Currently my little man is snacking. He falls asleep on the boob after between 10 seconds and 7 minutes and we've tried everything to keep him awake. Stripping him off, rubbing hands and feet - generally irritating him to get him to stay awake but it only lasts for a couple of seconds. Just doesn't work. So he eats for 5 odd minutes then nods off on the boob. Sometimes he stays asleep, other times wakes up.
Currently he snacks all Day most hours (he's feeding 15-17 times a day) until 2-4am - he has two, two hour ish naps in the day too. After nodding off in the early hours he will Sleep for 2-2.5hours and then is awake every hour to 1.5hours to snack and it starts over again.
The bf support worker recommend shields to help him latch on as his weight gain was poor - we have done that but now my supply has dwindled. I have dropped the shields for the last 24 hours to help increase supply but he's just snacking alway.

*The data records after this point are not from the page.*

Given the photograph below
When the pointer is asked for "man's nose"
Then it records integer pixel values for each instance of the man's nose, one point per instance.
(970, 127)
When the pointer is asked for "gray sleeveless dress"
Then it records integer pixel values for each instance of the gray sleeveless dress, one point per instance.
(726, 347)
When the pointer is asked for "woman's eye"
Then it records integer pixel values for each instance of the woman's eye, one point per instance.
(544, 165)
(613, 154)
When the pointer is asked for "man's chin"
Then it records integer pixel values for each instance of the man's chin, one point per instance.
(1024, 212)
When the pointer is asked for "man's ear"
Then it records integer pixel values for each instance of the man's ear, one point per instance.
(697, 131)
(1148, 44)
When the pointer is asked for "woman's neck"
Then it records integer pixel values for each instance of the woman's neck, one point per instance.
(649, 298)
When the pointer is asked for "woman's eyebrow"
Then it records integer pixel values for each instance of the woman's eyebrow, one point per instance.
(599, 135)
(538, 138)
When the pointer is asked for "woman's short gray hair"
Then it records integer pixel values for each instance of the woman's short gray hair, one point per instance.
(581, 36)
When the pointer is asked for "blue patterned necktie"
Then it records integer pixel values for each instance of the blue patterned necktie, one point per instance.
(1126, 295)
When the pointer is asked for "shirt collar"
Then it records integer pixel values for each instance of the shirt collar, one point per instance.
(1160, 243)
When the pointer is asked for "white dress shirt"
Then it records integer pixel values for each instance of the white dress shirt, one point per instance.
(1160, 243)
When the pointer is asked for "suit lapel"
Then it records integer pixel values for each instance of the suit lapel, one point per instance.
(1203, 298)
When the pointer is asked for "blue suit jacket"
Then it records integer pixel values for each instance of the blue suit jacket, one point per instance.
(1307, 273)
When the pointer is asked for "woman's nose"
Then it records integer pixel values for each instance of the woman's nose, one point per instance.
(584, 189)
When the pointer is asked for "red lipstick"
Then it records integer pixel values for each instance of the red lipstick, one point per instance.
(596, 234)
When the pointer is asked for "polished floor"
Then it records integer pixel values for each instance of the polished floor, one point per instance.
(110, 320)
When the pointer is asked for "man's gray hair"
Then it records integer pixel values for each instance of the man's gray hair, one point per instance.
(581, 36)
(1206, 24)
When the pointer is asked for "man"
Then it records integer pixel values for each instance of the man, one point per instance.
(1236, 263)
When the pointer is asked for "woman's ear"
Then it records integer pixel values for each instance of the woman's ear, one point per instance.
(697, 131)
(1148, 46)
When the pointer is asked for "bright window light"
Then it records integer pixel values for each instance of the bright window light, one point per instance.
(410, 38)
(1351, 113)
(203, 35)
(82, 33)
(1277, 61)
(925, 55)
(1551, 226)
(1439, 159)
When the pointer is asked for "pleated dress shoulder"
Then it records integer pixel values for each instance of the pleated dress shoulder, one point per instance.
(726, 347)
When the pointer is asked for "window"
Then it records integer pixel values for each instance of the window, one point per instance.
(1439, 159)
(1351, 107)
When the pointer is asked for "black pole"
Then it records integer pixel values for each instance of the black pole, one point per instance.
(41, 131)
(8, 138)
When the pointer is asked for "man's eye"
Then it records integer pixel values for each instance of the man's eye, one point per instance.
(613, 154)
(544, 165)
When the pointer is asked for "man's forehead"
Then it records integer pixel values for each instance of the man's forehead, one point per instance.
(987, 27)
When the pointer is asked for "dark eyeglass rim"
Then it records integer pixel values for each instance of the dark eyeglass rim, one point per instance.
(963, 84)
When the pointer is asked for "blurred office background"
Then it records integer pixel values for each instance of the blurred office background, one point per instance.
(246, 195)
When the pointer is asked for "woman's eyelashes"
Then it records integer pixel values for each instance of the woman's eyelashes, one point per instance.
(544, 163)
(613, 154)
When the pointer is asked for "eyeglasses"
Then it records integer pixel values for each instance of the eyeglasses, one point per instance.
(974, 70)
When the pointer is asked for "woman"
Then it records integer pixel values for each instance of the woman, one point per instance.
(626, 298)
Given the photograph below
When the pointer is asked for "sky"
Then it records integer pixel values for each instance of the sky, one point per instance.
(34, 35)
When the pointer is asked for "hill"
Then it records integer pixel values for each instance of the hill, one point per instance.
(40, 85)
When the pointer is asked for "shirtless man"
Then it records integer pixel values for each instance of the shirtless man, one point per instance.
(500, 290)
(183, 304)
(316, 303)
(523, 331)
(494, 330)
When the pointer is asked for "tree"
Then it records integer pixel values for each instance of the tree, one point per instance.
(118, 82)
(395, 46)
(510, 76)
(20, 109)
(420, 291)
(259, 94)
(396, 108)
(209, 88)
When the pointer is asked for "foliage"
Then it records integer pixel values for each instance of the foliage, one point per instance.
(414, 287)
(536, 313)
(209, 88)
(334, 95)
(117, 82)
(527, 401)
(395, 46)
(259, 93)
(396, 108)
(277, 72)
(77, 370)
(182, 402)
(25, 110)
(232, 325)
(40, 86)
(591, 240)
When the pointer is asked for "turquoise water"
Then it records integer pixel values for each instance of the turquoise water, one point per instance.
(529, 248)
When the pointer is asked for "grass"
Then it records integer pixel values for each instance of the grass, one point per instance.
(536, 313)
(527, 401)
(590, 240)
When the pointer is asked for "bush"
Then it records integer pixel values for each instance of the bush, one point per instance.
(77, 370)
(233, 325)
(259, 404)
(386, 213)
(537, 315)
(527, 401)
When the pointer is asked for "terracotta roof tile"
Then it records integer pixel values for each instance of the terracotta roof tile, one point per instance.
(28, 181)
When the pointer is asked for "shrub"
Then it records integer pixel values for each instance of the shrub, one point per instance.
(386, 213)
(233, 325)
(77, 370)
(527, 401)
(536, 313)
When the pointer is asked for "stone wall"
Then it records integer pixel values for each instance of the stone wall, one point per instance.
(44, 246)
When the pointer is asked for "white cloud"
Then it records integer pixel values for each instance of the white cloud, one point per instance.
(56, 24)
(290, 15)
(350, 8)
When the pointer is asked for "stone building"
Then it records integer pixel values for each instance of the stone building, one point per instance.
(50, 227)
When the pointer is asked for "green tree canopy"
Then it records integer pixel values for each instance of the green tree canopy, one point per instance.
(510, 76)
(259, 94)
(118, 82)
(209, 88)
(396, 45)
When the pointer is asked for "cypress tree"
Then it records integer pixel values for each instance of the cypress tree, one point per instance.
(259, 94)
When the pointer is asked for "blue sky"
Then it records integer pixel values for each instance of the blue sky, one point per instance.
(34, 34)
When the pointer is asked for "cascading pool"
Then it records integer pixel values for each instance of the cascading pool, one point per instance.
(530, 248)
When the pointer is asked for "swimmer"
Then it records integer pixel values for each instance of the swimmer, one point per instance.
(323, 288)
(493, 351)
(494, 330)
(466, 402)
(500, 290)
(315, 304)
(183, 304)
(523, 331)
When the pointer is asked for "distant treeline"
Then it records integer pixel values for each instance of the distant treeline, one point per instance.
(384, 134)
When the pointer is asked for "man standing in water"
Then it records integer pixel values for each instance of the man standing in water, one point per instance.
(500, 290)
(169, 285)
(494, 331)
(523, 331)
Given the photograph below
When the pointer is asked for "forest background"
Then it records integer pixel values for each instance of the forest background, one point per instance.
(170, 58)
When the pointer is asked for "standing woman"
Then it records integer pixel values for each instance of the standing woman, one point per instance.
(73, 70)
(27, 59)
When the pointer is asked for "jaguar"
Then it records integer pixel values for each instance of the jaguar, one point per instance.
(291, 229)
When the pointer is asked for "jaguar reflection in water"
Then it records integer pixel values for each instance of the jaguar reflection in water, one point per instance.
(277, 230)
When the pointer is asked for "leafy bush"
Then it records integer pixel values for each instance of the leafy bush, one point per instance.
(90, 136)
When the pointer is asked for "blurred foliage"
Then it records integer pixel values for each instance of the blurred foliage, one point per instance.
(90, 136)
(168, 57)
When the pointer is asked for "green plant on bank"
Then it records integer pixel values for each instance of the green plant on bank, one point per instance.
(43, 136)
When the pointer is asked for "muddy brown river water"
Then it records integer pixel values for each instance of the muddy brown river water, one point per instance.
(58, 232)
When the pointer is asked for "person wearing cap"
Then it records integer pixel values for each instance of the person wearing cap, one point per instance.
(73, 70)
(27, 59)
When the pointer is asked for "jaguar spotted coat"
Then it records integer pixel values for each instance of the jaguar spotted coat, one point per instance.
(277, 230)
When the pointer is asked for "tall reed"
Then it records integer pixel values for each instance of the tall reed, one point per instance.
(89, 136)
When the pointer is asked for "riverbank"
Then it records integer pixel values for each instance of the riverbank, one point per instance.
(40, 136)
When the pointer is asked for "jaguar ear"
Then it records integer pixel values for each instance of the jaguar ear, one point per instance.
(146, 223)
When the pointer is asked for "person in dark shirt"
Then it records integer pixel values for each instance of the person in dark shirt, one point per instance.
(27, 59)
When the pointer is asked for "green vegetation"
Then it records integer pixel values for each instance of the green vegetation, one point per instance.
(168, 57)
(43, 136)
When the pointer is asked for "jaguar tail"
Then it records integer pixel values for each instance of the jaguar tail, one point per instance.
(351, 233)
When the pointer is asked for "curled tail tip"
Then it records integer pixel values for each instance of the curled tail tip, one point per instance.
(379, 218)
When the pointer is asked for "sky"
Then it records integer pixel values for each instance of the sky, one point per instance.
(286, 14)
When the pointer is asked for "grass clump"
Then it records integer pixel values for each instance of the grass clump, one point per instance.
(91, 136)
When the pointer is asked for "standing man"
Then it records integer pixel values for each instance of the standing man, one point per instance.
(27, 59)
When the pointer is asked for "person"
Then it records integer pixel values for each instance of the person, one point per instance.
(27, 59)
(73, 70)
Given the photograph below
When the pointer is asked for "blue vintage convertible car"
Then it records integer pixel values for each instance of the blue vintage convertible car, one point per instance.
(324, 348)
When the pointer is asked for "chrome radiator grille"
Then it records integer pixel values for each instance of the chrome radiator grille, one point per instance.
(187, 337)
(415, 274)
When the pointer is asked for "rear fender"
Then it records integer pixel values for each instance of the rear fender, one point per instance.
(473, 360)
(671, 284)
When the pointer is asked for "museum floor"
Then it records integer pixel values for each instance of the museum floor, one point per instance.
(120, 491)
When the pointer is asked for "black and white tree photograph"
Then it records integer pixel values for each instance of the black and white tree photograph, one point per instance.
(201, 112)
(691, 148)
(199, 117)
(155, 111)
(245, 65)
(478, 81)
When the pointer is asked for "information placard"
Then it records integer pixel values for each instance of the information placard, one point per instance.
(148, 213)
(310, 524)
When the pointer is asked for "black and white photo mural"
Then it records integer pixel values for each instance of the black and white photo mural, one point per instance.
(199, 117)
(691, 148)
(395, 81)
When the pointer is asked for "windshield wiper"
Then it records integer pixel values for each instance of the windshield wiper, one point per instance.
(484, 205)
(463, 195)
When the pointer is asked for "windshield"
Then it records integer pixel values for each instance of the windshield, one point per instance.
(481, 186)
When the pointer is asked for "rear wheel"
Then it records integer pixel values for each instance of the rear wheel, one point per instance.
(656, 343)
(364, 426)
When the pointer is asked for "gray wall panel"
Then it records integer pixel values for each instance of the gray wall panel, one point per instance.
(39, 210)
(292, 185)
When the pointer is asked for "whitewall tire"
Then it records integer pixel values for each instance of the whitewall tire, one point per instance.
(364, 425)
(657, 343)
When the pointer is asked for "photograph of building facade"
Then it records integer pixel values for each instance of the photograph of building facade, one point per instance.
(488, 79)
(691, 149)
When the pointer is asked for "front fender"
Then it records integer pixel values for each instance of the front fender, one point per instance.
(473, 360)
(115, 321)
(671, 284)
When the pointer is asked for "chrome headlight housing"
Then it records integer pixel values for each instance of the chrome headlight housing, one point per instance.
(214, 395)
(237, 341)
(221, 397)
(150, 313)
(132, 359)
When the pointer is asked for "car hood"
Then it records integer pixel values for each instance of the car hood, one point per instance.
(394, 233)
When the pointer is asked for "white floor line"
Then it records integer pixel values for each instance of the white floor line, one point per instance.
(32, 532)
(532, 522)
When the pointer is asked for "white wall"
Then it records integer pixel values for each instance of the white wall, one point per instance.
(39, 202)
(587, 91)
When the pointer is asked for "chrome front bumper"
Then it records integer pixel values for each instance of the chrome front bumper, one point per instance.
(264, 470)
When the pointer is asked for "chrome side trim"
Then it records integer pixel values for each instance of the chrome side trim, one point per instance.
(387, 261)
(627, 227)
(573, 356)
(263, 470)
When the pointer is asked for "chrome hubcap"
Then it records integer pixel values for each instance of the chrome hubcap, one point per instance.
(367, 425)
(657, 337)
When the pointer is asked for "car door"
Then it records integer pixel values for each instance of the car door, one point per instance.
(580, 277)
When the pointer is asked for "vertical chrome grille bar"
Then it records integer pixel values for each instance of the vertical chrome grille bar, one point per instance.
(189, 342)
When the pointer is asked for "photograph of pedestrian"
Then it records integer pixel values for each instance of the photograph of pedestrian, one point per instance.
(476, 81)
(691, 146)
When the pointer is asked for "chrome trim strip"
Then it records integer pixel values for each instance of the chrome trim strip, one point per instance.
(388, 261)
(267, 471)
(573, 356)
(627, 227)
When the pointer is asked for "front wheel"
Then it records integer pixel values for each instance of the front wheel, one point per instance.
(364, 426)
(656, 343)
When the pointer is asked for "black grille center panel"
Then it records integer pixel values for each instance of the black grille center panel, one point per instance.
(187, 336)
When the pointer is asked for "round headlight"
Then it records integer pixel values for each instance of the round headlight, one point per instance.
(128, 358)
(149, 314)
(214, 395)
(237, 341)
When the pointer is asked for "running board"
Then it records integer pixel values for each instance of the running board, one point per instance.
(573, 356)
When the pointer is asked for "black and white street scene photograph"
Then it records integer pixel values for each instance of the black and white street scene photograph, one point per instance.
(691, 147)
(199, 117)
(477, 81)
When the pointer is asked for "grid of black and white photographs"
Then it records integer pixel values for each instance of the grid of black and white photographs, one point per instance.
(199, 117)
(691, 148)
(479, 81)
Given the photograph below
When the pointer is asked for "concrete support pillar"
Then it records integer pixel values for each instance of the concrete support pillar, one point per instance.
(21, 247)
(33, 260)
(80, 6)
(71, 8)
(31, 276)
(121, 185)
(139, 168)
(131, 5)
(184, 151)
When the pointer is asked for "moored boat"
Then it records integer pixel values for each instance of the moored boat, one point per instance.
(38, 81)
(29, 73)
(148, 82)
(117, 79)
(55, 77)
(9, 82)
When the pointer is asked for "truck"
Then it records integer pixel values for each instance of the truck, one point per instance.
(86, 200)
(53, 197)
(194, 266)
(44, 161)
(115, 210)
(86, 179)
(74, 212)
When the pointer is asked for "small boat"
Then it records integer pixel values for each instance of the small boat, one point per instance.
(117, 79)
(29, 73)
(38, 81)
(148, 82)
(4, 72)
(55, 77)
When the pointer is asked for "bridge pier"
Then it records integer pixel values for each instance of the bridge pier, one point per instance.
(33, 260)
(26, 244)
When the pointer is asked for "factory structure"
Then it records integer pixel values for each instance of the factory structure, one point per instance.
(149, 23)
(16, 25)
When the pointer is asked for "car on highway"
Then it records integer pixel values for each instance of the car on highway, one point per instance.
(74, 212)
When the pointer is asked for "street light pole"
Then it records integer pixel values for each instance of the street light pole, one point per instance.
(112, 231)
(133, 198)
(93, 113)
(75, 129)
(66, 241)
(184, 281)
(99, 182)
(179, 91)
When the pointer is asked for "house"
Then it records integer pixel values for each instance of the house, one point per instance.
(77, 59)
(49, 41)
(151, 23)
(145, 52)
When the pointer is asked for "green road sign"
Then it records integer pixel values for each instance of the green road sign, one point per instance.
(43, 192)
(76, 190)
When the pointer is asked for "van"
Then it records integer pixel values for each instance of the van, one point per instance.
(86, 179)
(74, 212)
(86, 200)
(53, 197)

Feel terrible guilt at the thought of introducing formula and the fact I'm hardly seeing my five year old. After 2.5 hours sleep I'm useless to the world. I was so tearful this morning and spent all day in Bed, hubby took baby for 2 hours and held him so he'd nap on him, giving me time to sleep. We're all full of cold, coughing up a lung and I think my breastmilk is really helping to keep baby safe from catching the bad bugs. He has a slight cough occasionally but touch wood, it doesn't seem to be going anywhere.
I'm having baby weighed tomorrow and thought I'd chat to the health visitor at the same time. Just not sure what to do.... opinions welcome.
I don't think I could take weeks more of 2-4am sleeps, especially after my hubby goes back to work next week. I'll have to be up at 6:30am for the day with my 5 year Old and soon, be driving him to school each day.
So hard. I can't be the only one in this predicament? Thanks for reading, sorry it's long.